Re: [patch] mm, slab: avoid high-order slab pages when it does not reduce waste

From: David Rientjes <rientjes@google.com>
To: Andrew Morton <akpm@linux-foundation.org>
Cc: Christoph Lameter <cl@linux.com>,
	Pekka Enberg <penberg@kernel.org>,
	Joonsoo Kim <iamjoonsoo.kim@lge.com>,
	linux-mm@kvack.org, linux-kernel@vger.kernel.org
Subject: Re: [patch] mm, slab: avoid high-order slab pages when it does not reduce waste
Date: Fri, 12 Oct 2018 16:09:54 -0700 (PDT)	[thread overview]
Message-ID: <alpine.DEB.2.21.1810121559460.133019@chino.kir.corp.google.com> (raw)
In-Reply-To: <20181012151341.286cd91321cdda9b6bde4de9@linux-foundation.org>

On Fri, 12 Oct 2018, Andrew Morton wrote:

> > The slab allocator has a heuristic that checks whether the internal
> > fragmentation is satisfactory and, if not, increases cachep->gfporder to
> > try to improve this.
> > 
> > If the amount of waste is the same at higher cachep->gfporder values,
> > there is no significant benefit to allocating higher order memory.  There
> > will be fewer calls to the page allocator, but each call will require
> > zone->lock and finding the page of best fit from the per-zone free areas.
> > 
> > Instead, it is better to allocate order-0 memory if possible so that pages
> > can be returned from the per-cpu pagesets (pcp).
> > 
> > There are two reasons to prefer this over allocating high order memory:
> > 
> >  - allocating from the pcp lists does not require a per-zone lock, and
> > 
> >  - this reduces stranding of MIGRATE_UNMOVABLE pageblocks on pcp lists
> >    that increases slab fragmentation across a zone.
> 
> Confused.  Higher-order slab pages never go through the pcp lists, do
> they?

Nope.

> I'd have thought that by tending to increase the amount of
> order-0 pages which are used by slab, such stranding would be
> *increased*?
> 

These cpus have MIGRATE_UNMOVABLE pages on their pcp list.  But because 
they are order-1 instead of order-0, we take zone->lock and find the 
smallest possible page in the zone's free area that is of sufficient size.  
On low on memory situations, there are no pages of MIGRATE_UNMOVABLE 
migratetype at any order in the free area.  This calls 
__rmqueue_fallback() that steals pageblocks, MIGRATE_RECLAIMABLE and then 
MIGRATE_MOVABLE, and as MIGRATE_UNMOVABLE.

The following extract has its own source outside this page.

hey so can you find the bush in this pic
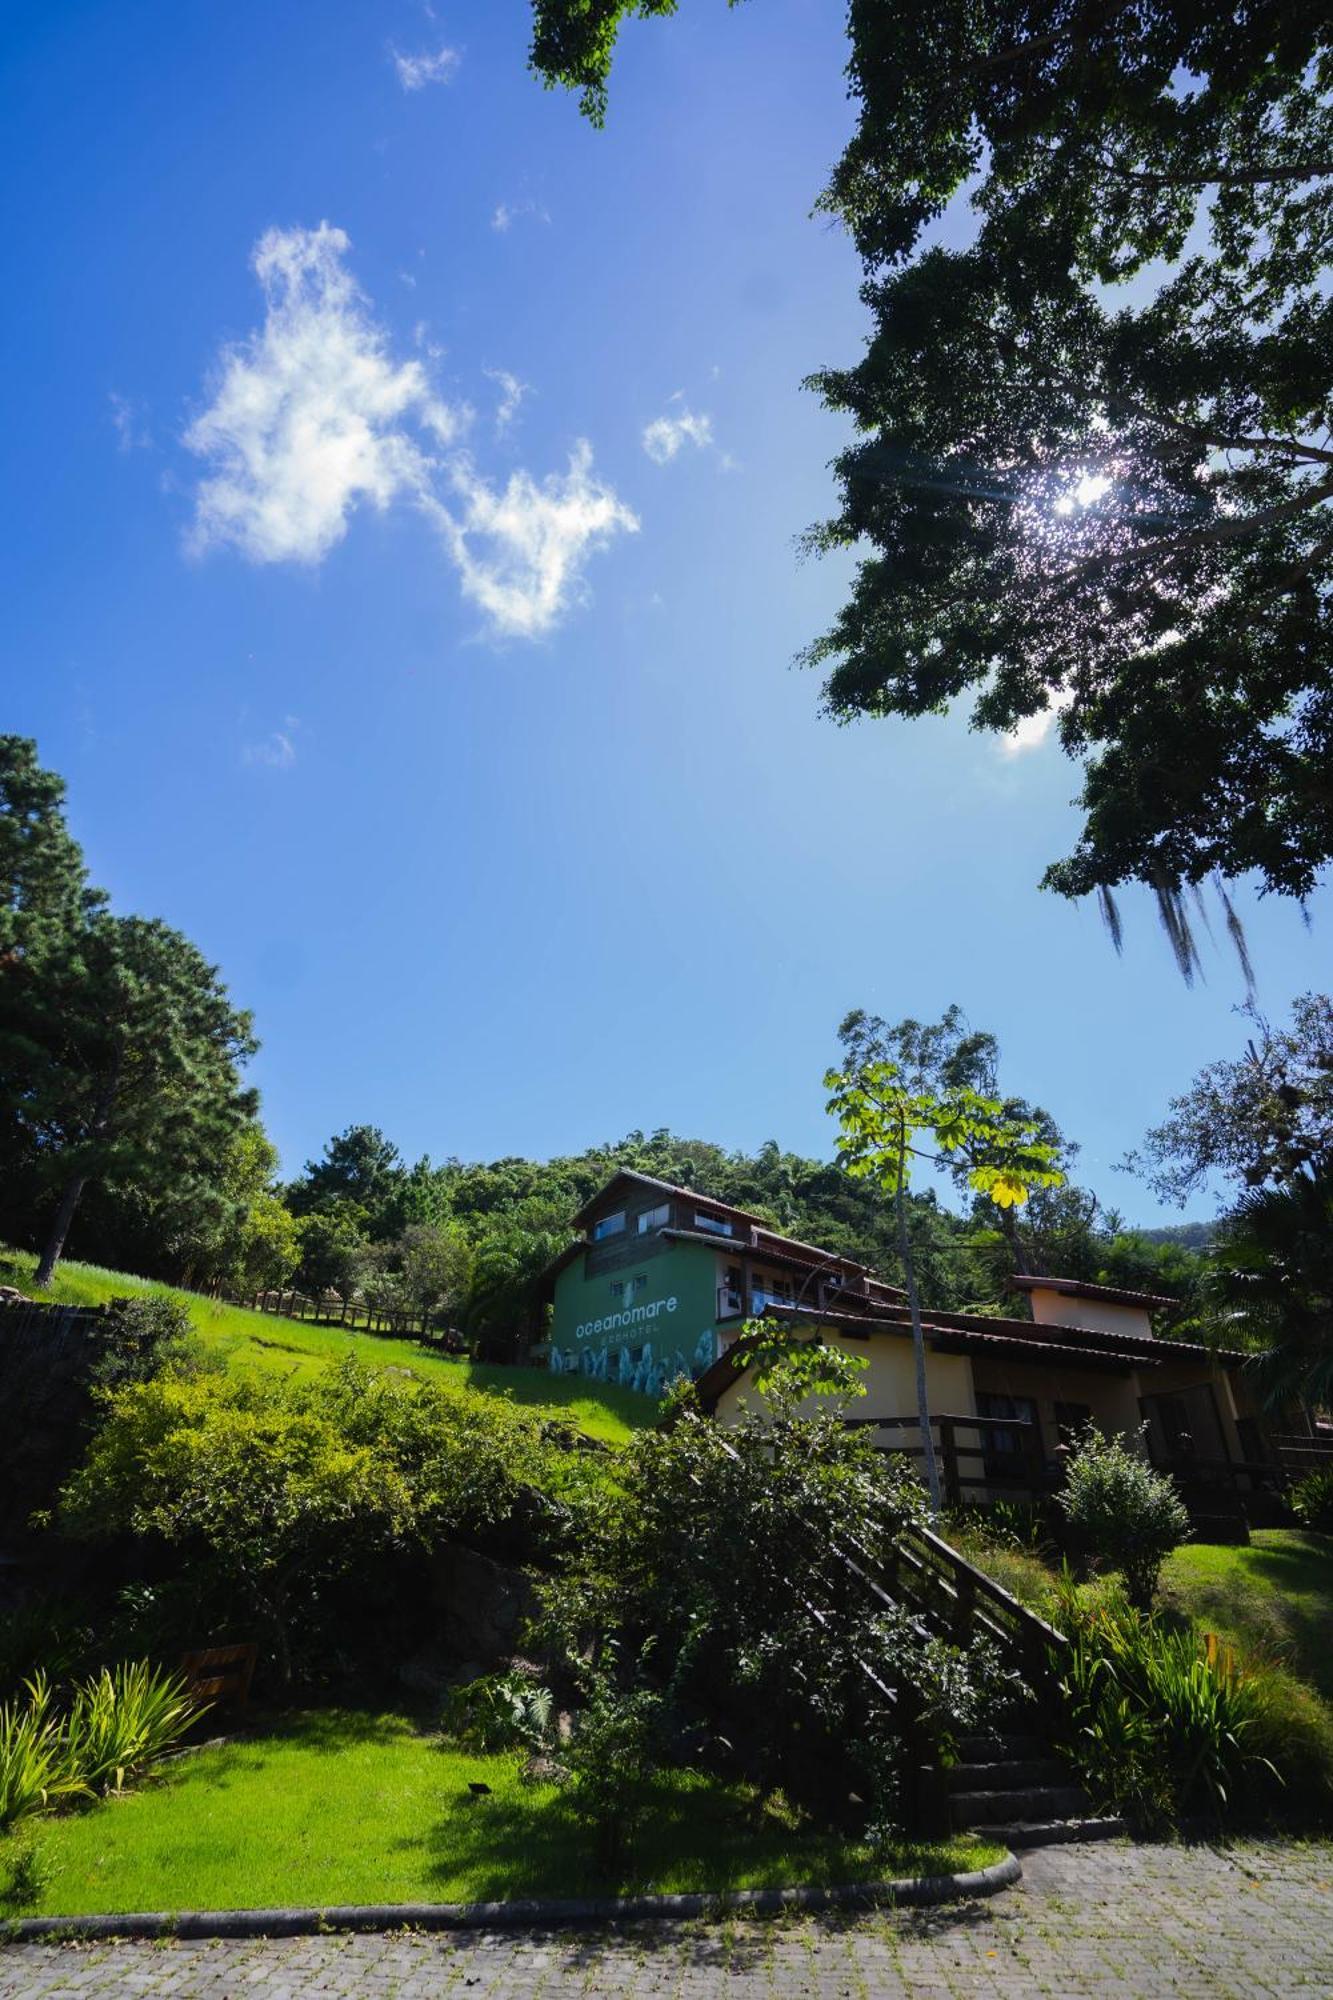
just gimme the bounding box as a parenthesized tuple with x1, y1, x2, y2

We rely on the pcp batch count to backfill MIGRATE_UNMOVABLE pages onto 
the pcp list so we don't need to take zone->lock, and as a result of these 
allocations being order-0 rather than order-1 we can then allocate from 
these pages when such slab caches are expanded rather than stranding them.

We noticed this when the amount of memory wasted for TCPv6 was the same 
for both order-0 and order-1 allocations (order-1 waste was two times the 
order-0 waste).  We had hundreds of cpus with pages on their 
MIGRATE_UNMOVABLE pcp list, but while allocating order-1 memory it would 
prefer to happily steal other pageblocks before calling reclaim and 
draining pcp lists.

> > We are particularly interested in the second point to eliminate cases
> > where all other pages on a pageblock are movable (or free) and fallback to
> > pageblocks of other migratetypes from the per-zone free areas causes
> > high-order slab memory to be allocated from them rather than from free
> > MIGRATE_UNMOVABLE pages on the pcp.
> > 
> >  mm/slab.c | 15 +++++++++++++++
> 
> Do slub and slob also suffer from this effect?
> 

SLOB should not, SLUB will typically increase the order to improve 
performance of the cpu cache; there's a drawback to changing out the cpu 
cache that SLAB does not have.  In the case that this patch is addressing, 
there is no greater memory utilization from the allocted slab pages.